While this means it is possible to develop with just 128 GB in theory, you’ll need to always think about disk space with every step you make and clear out caches or older versions of tools all the time. This gets really annoying really fast, trust me, I’ve been there myself. Each time you want to upgrade to a new Xcode version, you’ll need to first uninstall the old version as you don’t have yet another 40 GB of free disk space, for example. Also, you can never install multiple iOS SDKs to test how your app behaves with older iOS versions.

A more realistic minimum calculation therefore is:

  • 40 GB for macOS
  • 80 GB for 2 versions of Xcode installed at the same time
  • 20 GB for having 4 SDK versions installed at the same time
  • 30 GB for build artifacts of 3 different projects at the same time
  • 20 GB for other development-related apps and tools
  • 50 GB for other apps (Pages, Numbers, Notion, Slack, Zoom, etc.)

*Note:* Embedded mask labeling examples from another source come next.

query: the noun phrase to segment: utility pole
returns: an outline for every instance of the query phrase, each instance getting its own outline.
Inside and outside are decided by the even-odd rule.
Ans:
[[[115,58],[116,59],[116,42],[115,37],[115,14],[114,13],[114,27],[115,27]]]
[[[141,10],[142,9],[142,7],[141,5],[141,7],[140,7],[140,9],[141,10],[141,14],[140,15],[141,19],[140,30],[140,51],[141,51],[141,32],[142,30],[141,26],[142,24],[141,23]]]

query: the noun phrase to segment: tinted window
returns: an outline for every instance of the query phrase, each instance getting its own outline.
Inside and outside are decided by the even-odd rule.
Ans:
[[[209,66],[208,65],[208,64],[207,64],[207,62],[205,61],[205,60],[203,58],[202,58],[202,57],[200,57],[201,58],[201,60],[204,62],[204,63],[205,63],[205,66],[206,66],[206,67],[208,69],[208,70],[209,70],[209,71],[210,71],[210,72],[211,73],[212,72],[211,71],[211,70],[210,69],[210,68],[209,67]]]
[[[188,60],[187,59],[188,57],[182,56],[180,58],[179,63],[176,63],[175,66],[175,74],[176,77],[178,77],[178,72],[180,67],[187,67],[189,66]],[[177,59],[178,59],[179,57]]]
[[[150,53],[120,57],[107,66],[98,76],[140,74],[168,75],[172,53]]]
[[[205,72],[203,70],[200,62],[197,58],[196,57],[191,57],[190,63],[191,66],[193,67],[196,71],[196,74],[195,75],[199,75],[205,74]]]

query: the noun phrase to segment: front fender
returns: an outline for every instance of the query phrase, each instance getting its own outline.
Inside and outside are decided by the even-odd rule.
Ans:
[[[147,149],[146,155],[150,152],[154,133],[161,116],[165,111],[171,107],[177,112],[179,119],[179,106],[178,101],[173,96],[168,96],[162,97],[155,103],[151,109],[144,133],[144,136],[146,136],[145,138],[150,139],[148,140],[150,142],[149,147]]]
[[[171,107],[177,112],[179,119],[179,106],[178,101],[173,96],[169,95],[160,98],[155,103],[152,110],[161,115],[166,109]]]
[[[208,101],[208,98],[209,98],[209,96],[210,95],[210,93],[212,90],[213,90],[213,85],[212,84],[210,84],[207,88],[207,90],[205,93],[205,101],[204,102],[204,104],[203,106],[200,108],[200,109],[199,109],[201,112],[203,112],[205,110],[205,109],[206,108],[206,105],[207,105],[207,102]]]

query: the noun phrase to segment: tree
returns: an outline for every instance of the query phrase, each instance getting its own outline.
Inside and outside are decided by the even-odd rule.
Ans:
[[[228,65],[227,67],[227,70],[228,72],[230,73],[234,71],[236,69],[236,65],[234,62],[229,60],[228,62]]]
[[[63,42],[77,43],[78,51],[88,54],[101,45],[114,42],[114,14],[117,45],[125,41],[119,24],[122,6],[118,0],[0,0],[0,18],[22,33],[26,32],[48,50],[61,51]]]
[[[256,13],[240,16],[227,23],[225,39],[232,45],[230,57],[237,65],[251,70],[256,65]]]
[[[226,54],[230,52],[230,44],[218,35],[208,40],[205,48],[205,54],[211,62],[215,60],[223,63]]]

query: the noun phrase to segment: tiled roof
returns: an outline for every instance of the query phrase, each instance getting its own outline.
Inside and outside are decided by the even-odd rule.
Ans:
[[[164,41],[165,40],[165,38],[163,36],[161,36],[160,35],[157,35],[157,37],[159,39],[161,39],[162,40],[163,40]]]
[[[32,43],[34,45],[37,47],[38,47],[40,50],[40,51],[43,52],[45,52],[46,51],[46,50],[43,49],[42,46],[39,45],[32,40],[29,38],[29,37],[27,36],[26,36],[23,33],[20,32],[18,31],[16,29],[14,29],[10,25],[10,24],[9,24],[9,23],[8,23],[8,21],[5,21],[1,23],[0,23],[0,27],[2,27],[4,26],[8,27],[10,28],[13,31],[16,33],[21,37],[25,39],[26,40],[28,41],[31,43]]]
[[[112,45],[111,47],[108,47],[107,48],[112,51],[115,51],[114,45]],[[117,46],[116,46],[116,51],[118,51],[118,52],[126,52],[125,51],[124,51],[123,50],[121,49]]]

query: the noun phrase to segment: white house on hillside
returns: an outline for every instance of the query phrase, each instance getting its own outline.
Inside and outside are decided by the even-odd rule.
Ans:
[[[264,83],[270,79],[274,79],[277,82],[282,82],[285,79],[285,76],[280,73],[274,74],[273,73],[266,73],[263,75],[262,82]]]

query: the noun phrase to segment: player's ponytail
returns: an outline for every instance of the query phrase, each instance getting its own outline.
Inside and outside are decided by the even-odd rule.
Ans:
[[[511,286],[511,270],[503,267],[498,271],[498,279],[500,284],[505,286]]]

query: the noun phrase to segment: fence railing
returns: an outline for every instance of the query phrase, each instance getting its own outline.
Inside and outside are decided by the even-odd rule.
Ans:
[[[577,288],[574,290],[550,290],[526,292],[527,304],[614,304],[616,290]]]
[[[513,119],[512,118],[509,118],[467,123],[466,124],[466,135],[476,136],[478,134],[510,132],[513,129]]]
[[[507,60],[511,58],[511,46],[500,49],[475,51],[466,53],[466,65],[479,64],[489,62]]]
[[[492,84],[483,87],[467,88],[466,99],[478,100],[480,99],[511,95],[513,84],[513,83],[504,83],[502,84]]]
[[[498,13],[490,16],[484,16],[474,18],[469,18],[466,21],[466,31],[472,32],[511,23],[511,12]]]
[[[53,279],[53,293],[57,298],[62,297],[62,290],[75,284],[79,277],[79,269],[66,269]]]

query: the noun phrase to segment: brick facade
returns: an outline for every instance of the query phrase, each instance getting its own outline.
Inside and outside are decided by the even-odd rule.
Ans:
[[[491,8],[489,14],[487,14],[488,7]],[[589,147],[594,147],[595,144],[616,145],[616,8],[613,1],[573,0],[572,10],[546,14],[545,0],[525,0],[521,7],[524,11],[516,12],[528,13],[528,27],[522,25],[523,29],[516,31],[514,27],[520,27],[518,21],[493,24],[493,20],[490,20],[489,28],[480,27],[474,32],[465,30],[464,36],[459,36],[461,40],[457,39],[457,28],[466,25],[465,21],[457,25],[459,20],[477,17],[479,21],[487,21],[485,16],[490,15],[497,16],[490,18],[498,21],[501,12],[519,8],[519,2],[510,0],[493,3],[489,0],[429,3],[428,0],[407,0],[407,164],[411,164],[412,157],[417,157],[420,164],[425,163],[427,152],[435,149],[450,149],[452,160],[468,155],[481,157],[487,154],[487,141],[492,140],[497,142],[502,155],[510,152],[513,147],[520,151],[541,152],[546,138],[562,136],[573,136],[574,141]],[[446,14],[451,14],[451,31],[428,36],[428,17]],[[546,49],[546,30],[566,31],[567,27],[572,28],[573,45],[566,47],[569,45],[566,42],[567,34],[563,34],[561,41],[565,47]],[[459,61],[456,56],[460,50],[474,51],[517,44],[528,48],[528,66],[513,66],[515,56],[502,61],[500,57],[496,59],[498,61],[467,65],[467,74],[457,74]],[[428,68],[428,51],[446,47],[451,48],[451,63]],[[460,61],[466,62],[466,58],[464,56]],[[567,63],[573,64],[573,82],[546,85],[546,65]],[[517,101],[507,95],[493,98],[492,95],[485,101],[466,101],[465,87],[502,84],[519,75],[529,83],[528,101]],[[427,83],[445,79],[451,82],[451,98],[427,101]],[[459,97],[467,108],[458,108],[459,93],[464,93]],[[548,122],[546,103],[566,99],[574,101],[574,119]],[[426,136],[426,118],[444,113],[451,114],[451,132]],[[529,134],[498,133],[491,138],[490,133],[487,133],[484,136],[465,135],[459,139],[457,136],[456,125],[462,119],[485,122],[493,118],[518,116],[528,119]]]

That adds up to 240 GB, so a 256 GB SSD is just enough to do serious iOS development. But this only works if you exclusively do iOS development on this Mac and don’t use it to sync your iPhone photos or videos on it, for example. If you want to use the Mac for other uses as well, get at least 512 GB SSD. This will also give you the headroom to try out other technologies, like installing Android Studio to try out Android development as well.

How much RAM do I need?

Short answer: At least 8GB, better 16 GB.

Long answer:
8GB is a good start and you should be able to run a single Simulator plus Safari with many tabs easily on it without many hiccups. But as soon as your project gets larger and you start doing two things at once and maybe even have a server or VM running in the background, you’ll be limited by the RAM.

And if you consider ever doing Android development on the machine, too, you definitely need the 16GB option because (unlike iOS Simulators) the Android Emulator can’t efficiently share RAM with the host system.

While the difference is very noticeable when comparing 8GB to 16GB, the differences are much smaller when going from 16GB to 32GB. Matt Gallagher recently wrote a good comparison on Twitter, ending with the final note: “Don’t choose RAM over faster CPU”. I totally agree with that.

What about the Mac Studio?

Short answer: Get the M1 Ultra Mac Studio, if you can afford it. It’s a beast.

Long answer:
The base Mac Studio for $2,000 has the same 10-core CPU as the best value MacBook Pro recommended above. You can of course get it to save $500 if you don’t need the MacBook’s amazing screen, speaker system, and mobility. But then you need to pay for a monitor, mouse & keyboard which (as we’re at the professional level here) can cost you about the same unless you have them.

But the M1 Ultra variant for $4,000 is the more interesting device here because it has twice the CPU cores and comes with yet another 40% faster build times compared to the 10-core M1 Pro. If money isn’t a concern to you, feel free to get it for the fastest currently possible build times.